Complicating matters further, Eisenberg’s sudden transfer to the Metropolitan Detention Center (MDC) in Brooklyn on October 26 disrupted their preparations.
Due to the move, Eisenberg was unable to take the annotated discovery materials and other relevant legal documents with him.
The attorneys expressed concerns about the hindrance to their access to Eisenberg caused by his relocation to the MDC.
This prison is notable for being where former FTX CEO Sam Bankman-Fried returned after being convicted on seven fraud-related charges on November 2.
In addition to his upcoming fraud trial, Eisenberg faces charges filed by the Securities and Exchange Commission on January 20, accusing him of manipulating the Mango Markets governance token, MNGO.

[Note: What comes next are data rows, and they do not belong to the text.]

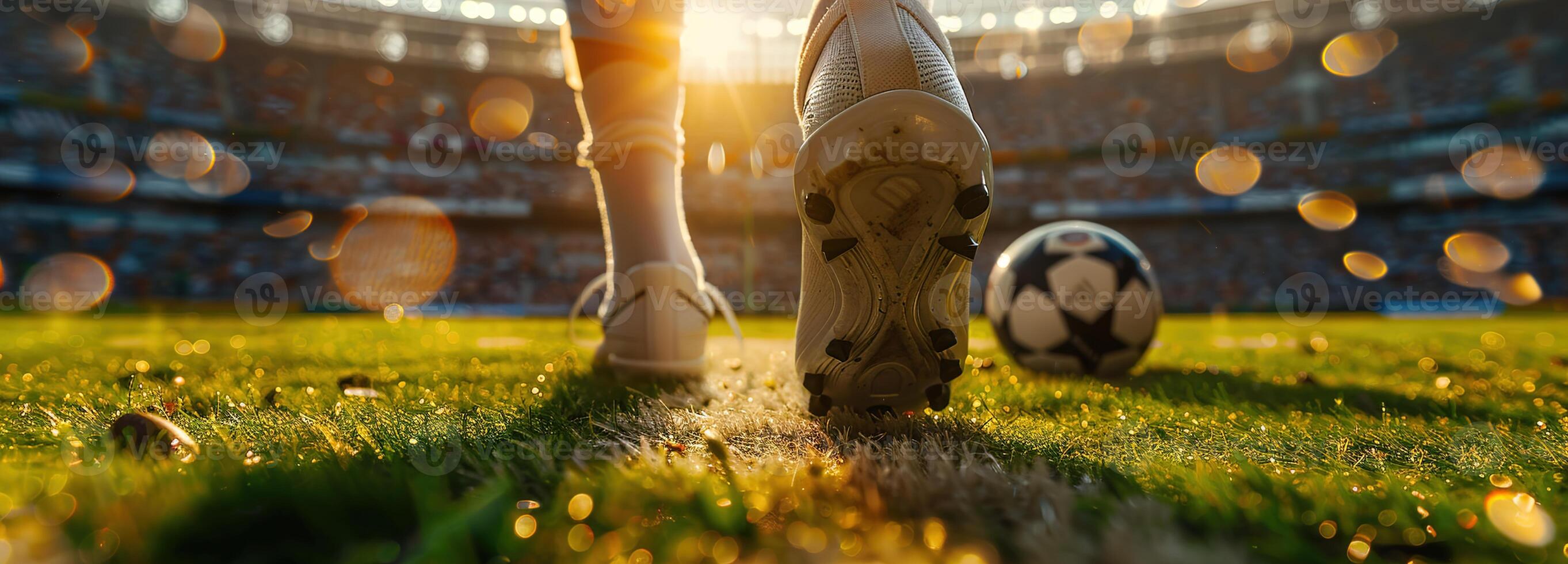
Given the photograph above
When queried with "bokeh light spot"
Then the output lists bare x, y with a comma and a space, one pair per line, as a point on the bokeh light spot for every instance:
1352, 54
1520, 517
230, 176
1504, 173
291, 224
400, 253
1478, 253
1327, 211
70, 281
1229, 170
193, 38
1365, 265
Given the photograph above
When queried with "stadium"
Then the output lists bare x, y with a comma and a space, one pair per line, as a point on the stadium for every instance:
333, 246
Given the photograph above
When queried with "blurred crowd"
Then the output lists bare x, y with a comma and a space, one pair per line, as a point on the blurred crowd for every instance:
341, 124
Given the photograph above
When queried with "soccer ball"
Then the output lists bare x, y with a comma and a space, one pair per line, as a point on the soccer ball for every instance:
1074, 296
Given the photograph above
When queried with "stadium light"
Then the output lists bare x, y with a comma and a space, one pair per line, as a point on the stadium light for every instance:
1073, 62
770, 29
392, 44
276, 29
168, 12
1031, 18
474, 54
1150, 7
949, 24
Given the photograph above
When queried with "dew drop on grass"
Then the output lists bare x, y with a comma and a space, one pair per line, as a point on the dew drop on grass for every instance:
579, 506
524, 527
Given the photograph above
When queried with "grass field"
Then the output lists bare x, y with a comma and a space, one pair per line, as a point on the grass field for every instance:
491, 441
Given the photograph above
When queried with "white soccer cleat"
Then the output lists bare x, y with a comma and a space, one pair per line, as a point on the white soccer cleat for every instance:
654, 320
891, 189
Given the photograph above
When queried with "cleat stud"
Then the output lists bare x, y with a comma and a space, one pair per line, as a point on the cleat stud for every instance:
814, 383
971, 203
943, 339
938, 395
962, 245
951, 369
840, 350
835, 248
819, 405
819, 209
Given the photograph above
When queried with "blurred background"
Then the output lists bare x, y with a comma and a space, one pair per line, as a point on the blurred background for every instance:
1429, 137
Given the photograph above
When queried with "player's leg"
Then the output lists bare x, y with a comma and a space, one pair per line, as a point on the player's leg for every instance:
890, 233
626, 76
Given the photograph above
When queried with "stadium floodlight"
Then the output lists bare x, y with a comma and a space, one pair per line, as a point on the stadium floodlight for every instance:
1159, 51
392, 44
1063, 14
168, 12
276, 29
1031, 18
1073, 62
949, 24
1368, 14
770, 29
474, 54
1150, 7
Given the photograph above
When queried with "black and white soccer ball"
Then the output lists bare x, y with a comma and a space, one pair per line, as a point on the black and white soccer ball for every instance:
1074, 296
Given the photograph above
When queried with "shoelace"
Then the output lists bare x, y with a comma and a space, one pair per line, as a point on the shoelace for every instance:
602, 283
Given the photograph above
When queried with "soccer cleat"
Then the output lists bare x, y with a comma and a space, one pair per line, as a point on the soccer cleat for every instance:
891, 185
654, 320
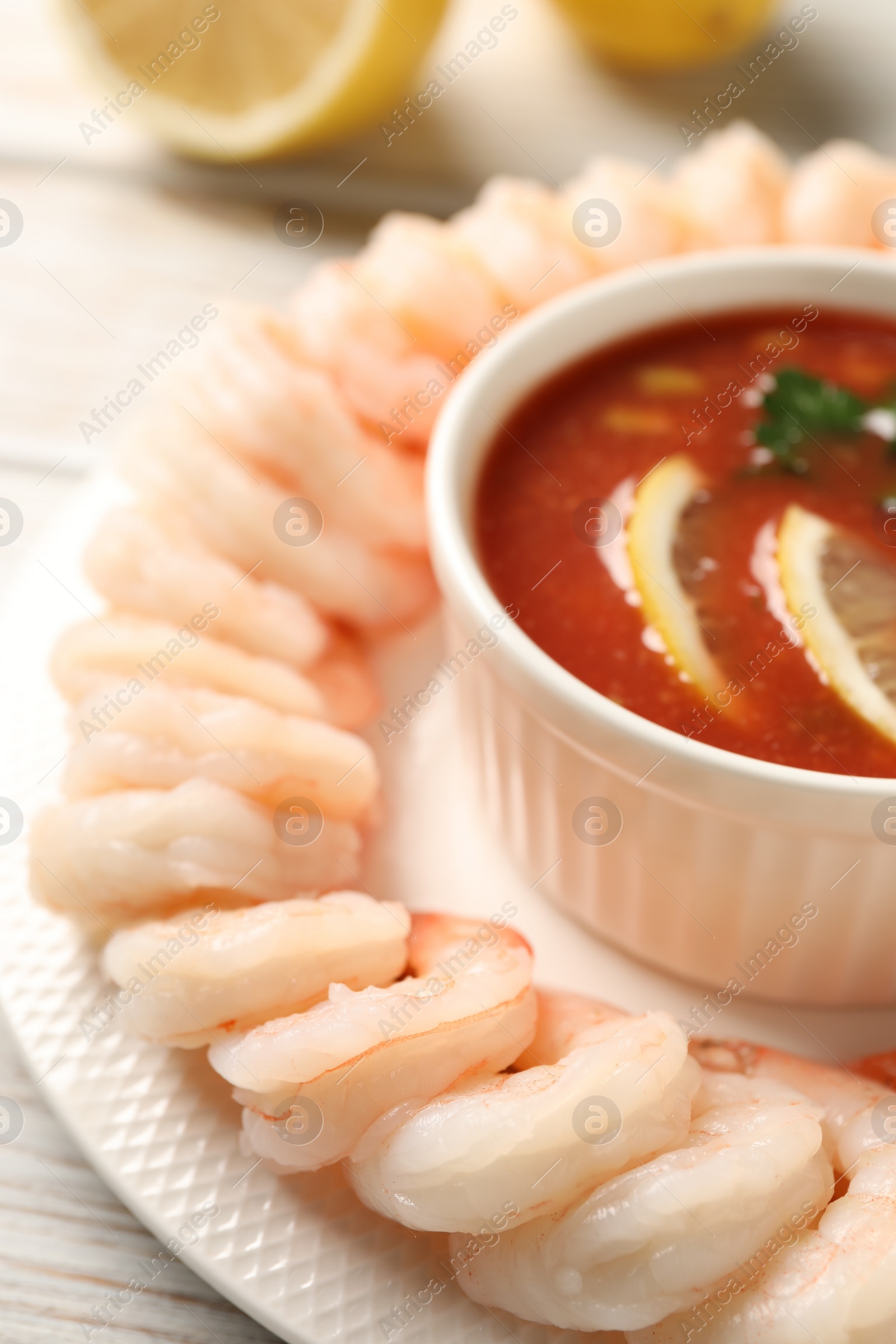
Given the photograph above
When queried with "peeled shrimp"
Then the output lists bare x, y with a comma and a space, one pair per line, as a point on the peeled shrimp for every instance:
124, 857
466, 1007
429, 281
651, 223
521, 234
255, 395
832, 1285
170, 734
834, 193
194, 986
649, 1242
376, 363
346, 682
850, 1101
137, 651
730, 192
143, 566
184, 476
521, 1139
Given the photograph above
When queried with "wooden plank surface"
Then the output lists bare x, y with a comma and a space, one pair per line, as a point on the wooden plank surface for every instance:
66, 1244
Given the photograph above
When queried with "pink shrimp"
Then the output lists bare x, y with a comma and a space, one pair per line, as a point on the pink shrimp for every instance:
466, 1007
731, 189
834, 193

The allegations involve Eisenberg taking out substantial loans against inflated collateral, depleting Mango’s treasury of approximately $116 million. His arrest in Puerto Rico on December 27 preceded these charges.
Eisenberg publicly confessed to the exploit on October 15, 2022, asserting that his actions were legally sound.
Initially, he returned $67 million to Mango Markets’ decentralized autonomous organization as part of a bounty deal. However, the Mango Markets team subsequently filed a lawsuit against Eisenberg, seeking $47 million in damages, plus interest.